Духовный, нравственный смысл труда, как деяния, высветляющего, облагораживающего душу, радость осмысленного, как мы говорим даже — творческого, труда даны далеко не всякому человеку. Как трудно постигает Алька, приехавшая после смерти матери на побывку домой, эту, казалось бы, немудреную истину: «Неужели же испечь хороший хлеб это и есть самая большая человеческая радость? А у матери, как запомнила Алька, не было другой радости. И только в те дни добрела и улыбалась (хоть и на ногах стоять не могла), когда хлеб удавался».

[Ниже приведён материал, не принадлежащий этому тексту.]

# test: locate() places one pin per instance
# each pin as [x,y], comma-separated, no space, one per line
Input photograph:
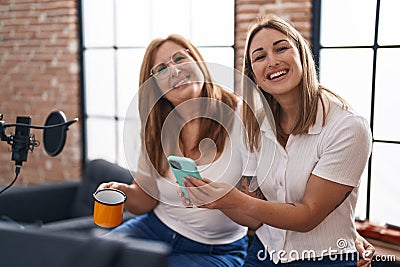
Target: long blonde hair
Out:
[154,108]
[310,89]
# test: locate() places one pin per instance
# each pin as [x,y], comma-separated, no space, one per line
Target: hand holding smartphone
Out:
[183,167]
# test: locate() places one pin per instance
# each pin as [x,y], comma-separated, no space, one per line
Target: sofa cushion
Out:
[97,171]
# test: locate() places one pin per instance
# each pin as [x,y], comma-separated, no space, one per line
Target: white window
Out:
[115,36]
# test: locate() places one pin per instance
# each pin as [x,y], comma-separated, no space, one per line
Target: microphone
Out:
[22,141]
[54,135]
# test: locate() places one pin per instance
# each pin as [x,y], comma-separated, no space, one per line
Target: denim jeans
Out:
[185,252]
[255,258]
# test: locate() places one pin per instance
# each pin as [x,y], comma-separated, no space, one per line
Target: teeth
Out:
[180,83]
[276,74]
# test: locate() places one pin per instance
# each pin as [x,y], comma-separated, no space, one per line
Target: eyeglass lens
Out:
[161,70]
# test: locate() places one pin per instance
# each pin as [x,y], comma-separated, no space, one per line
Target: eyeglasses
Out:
[162,71]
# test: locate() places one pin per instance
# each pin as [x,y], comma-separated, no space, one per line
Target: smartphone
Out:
[183,167]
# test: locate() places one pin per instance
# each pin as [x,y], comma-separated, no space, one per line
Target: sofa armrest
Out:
[41,204]
[84,224]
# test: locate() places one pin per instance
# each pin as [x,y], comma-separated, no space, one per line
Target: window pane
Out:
[98,23]
[101,139]
[128,69]
[132,22]
[385,189]
[217,28]
[348,72]
[389,32]
[387,96]
[172,16]
[344,24]
[99,82]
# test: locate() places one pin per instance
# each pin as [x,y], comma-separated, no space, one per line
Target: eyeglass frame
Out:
[185,50]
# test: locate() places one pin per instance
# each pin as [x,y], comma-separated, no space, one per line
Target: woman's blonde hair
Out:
[310,89]
[154,108]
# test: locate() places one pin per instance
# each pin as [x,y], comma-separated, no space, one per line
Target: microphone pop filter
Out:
[54,138]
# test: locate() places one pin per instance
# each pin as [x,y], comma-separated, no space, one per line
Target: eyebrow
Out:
[274,43]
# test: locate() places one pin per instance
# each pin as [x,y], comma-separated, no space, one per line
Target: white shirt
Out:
[337,151]
[204,225]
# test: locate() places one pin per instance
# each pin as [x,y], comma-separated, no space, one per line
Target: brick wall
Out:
[39,73]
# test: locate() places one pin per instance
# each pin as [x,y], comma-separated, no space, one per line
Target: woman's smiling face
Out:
[185,79]
[275,62]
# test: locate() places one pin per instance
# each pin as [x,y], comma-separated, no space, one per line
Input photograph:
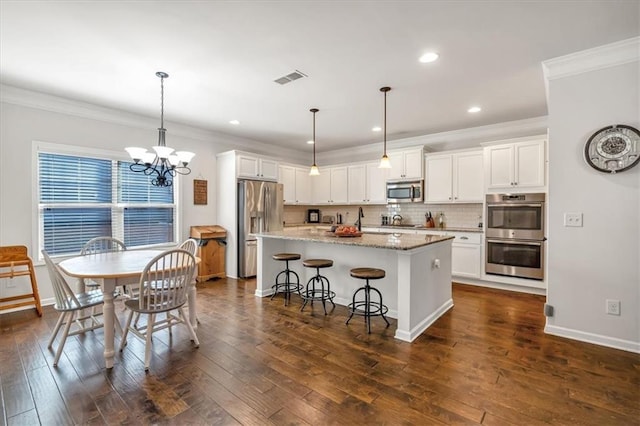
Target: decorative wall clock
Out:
[613,149]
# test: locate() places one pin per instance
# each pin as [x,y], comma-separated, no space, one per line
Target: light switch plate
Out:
[573,219]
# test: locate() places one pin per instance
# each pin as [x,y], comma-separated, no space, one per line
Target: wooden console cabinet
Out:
[211,251]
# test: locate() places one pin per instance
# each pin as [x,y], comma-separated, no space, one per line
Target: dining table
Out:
[114,269]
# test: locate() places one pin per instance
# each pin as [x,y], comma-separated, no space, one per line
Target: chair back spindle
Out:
[65,298]
[165,281]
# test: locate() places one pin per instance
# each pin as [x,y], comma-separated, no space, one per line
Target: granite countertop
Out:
[376,240]
[424,228]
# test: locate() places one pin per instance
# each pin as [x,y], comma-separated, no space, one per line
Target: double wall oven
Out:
[515,235]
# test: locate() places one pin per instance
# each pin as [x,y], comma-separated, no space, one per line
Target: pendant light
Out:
[384,161]
[314,171]
[163,164]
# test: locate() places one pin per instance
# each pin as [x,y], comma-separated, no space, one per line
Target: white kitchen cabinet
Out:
[466,255]
[330,187]
[303,185]
[366,184]
[454,177]
[321,187]
[339,185]
[287,177]
[257,168]
[515,165]
[357,184]
[406,164]
[376,183]
[296,184]
[466,252]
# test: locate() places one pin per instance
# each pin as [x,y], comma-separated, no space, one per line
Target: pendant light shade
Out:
[314,171]
[384,161]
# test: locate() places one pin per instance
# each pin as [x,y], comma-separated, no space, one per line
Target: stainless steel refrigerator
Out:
[260,209]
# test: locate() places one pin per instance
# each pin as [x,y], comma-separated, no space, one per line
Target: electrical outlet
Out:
[573,219]
[613,307]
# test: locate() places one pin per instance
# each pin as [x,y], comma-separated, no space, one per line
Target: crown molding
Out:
[56,104]
[471,137]
[609,55]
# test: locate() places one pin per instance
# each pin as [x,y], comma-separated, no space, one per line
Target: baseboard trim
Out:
[596,339]
[411,335]
[43,302]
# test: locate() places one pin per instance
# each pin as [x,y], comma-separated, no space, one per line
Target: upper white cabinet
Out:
[454,177]
[330,187]
[287,177]
[515,165]
[367,184]
[303,186]
[297,184]
[406,164]
[257,168]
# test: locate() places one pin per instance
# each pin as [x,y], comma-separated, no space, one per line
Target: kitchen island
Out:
[417,286]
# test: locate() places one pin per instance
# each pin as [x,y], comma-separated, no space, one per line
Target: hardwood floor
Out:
[487,361]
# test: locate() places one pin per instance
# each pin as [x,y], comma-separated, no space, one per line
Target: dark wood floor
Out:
[486,361]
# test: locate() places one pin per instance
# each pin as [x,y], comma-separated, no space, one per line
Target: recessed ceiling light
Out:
[428,57]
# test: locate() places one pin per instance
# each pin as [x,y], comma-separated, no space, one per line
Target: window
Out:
[82,197]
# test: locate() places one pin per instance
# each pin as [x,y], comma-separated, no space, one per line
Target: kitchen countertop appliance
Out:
[405,191]
[260,209]
[515,235]
[313,216]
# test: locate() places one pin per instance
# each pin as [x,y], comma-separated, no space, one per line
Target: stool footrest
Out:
[282,288]
[318,294]
[375,308]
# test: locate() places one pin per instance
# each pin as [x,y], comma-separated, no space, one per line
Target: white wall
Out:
[85,125]
[600,260]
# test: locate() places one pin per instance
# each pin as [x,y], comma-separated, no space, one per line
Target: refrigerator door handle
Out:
[267,195]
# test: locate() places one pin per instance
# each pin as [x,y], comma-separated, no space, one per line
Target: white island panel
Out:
[415,290]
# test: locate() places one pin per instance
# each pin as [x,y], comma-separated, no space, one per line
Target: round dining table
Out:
[111,270]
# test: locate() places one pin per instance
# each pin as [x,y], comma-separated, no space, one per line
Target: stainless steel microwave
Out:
[405,191]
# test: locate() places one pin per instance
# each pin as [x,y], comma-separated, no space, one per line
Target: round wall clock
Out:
[613,149]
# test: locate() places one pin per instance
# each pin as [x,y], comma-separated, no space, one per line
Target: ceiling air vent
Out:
[290,77]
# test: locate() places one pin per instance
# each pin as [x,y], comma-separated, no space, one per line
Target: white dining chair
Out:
[68,304]
[163,288]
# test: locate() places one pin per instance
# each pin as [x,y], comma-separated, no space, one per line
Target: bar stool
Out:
[287,286]
[322,293]
[367,308]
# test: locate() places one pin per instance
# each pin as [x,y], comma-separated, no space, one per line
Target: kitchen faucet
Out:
[359,221]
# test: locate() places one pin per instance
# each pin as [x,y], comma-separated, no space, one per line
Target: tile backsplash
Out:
[456,215]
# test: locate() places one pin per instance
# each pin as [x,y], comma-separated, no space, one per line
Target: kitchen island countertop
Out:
[376,240]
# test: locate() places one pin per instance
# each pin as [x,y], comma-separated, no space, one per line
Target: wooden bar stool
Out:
[367,308]
[323,292]
[287,286]
[18,263]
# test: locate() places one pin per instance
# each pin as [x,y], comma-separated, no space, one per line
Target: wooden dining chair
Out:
[69,304]
[164,284]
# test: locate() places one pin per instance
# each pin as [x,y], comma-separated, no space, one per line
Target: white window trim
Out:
[37,233]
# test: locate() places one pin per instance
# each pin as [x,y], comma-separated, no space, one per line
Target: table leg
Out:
[192,306]
[108,311]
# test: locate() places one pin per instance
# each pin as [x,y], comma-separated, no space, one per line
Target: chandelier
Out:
[162,162]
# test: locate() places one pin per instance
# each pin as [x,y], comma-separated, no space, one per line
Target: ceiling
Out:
[223,58]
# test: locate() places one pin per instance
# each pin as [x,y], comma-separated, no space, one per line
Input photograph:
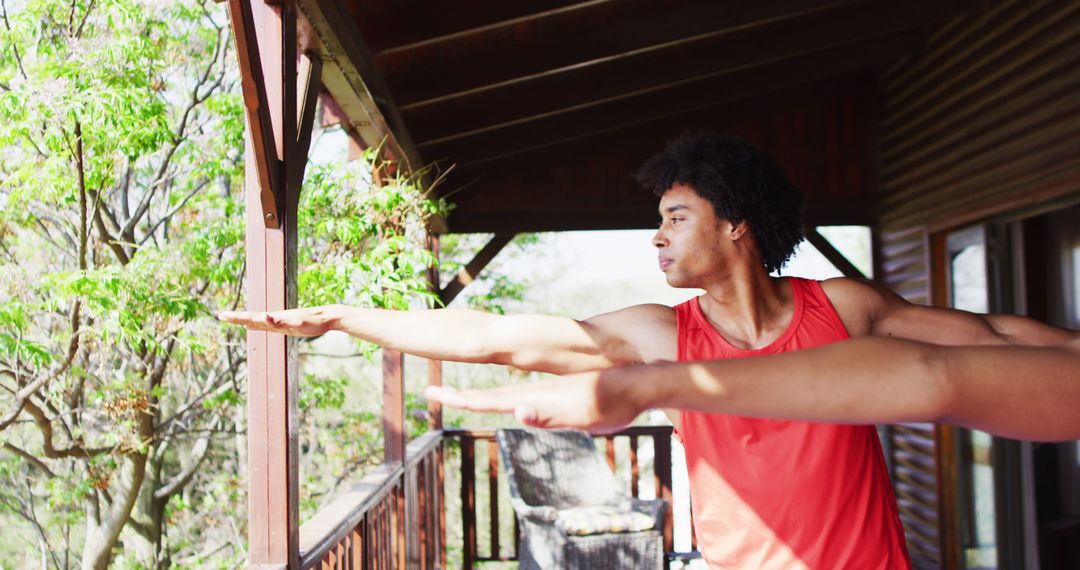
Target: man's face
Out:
[692,241]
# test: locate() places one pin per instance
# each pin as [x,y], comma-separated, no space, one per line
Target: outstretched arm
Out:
[530,342]
[869,308]
[1021,392]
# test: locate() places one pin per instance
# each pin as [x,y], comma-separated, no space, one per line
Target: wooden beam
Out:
[487,146]
[353,81]
[308,86]
[265,148]
[275,157]
[835,256]
[568,38]
[472,269]
[405,24]
[544,95]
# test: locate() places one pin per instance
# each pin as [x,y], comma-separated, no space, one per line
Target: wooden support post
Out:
[435,416]
[277,139]
[434,367]
[662,447]
[834,255]
[468,502]
[393,406]
[469,272]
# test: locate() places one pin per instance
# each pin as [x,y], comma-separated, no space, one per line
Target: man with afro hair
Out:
[767,492]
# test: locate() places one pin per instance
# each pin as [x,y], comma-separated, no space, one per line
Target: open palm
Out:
[310,322]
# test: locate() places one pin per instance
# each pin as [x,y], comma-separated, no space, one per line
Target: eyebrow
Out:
[676,207]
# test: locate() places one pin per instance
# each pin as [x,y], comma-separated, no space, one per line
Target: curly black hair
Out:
[741,181]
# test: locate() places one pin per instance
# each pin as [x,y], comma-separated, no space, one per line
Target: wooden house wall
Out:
[985,120]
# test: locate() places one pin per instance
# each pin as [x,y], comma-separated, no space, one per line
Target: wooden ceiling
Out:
[545,108]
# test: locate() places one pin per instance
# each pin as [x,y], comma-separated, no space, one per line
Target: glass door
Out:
[969,290]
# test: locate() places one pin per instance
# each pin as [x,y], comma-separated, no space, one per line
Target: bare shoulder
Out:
[859,302]
[649,328]
[649,315]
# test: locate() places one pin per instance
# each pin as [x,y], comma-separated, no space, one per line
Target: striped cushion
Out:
[583,520]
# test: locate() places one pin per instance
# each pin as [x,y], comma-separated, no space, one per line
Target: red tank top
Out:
[786,494]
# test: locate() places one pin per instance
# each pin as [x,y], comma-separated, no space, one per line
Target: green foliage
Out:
[121,234]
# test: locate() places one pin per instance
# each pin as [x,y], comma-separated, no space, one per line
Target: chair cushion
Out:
[584,520]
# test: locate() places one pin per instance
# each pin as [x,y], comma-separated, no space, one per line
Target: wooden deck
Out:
[395,516]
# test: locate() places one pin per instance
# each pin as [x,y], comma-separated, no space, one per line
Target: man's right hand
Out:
[310,322]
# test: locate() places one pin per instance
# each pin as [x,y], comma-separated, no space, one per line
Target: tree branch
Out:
[199,453]
[173,212]
[7,24]
[23,396]
[29,459]
[103,232]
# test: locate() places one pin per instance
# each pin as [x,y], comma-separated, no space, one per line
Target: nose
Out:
[659,240]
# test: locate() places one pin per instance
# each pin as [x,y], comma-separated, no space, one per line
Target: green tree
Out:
[121,234]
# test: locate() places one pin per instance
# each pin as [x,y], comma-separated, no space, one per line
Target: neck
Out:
[747,307]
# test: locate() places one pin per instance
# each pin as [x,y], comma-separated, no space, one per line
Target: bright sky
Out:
[584,273]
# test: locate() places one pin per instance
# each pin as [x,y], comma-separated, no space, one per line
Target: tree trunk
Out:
[149,514]
[100,538]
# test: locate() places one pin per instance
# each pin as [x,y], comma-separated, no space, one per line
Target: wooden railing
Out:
[392,518]
[620,458]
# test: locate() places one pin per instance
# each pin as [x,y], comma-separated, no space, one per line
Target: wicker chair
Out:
[570,512]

И конечно же, драма Пелагеи не столько вина, сколько беда и расплата за отступления от самой себя. В Альке — не только драма, но и вопрос, важнейший вопрос, который ставит писатель перед современным читателем.
Повесть «Алька» мне кажется написанной не в полную силу писательских возможностей, не вровень с повестью «Пелагея» или романом «Две зимы и три лета», — есть в ней беглость, поспешность. Но есть и свой нерв, сегодняшний, повторяю, наисовременнейший вопрос. Писатель, чуткий к движению народной жизни, не мог пройти мимо того нового, что в последнее десятилетие пришло в эту жизнь. И в «Пелагее» (время действия — середина шестидесятых годов) и особенно в «Альке» (уже самые последние годы) мы встречаем деревню нынешнюю, то есть богатую, где вопрос о куске хлеба давно и окончательно решен. Пришла в деревню эта — сказочной в войну казалась — сытая пора. Помните: «Когда война кончится — вот заживем... Дома выстроим новые, в каждом доме корова, овцы будут... и хлеба — сколько хошь хлеба». Но не нужны Алевтине ни корова, ни овцы, да и дом материнский ей казался не нужен: велела продать. А что ей нужно?.. Для счастья, для покоя в душе, для совести своей?.. Тряпки, наряды, легкий заработок да веселая жизнь?.. Не мало ли?..
И почему, унаследовав от матери стыдное, за что недолюбливали ее в деревне, тот самый собственнический, хоть и на новый манер, эгоизм, она вдруг утратила высокое — поглощенность делом, которое больше тебя, подлинно человеческим трудом? И не потому ли бьется она в истерике, в слезах (тетка, тетка... пошто меня никто не любит?»), не потому ли чувствует вину перед матерью и даже в память о ней решает остаться в колхозе, — но это решение падает под напором суетности, привычки «красиво жить».